30 janvier 1939, il fait très froid. Ce jour-là, Lluïsa Miralles, 10 ans, et sa mère partent de Portbou,tout au nord de la Catalogne.

C’est la deuxième fois qu’elles fuient le franquisme. Huit mois plus tôt, elles avaient déjà quitté leur maison à Ulldecona, un peu plus au sud. Mais ce jour de janvier, il faut partir pour de bon. Direction la France.

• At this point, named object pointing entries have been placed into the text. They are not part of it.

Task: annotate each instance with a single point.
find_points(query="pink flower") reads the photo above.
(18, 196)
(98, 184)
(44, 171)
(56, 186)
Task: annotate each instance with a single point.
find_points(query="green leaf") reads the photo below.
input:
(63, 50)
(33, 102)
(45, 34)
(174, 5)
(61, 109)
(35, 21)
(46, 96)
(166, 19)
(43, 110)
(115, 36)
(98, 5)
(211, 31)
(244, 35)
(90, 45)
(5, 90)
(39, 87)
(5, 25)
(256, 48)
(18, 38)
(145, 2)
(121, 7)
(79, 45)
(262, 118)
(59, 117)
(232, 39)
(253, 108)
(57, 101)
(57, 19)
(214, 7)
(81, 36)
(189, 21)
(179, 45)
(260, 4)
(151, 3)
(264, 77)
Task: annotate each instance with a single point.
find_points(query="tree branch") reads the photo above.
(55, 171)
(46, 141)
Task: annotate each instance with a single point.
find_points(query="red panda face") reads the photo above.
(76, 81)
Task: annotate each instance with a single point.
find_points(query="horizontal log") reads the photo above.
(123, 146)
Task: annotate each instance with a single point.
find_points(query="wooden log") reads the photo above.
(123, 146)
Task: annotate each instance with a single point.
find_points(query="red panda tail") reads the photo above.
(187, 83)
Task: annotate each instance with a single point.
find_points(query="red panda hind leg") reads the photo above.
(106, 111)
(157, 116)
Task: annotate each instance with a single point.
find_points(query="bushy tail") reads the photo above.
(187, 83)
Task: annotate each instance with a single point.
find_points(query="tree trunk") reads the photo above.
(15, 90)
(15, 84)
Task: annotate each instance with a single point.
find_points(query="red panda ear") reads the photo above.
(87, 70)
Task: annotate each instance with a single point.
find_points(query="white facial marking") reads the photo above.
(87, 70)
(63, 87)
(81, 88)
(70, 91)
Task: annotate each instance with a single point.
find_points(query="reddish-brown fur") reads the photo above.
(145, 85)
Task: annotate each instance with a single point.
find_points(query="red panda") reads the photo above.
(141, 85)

Les deux Lluïsa (mère et fille portent le même prénom) marchent plusieurs heures au milieu des vignes avant d’arriver à Cerbère, dans les Pyrénées-Orientales, un poste-frontière au bord de la mer. Il est midi environ quand les gendarmes les laissent passer. Avec elles, un flot de réfugié·es espagnol·es.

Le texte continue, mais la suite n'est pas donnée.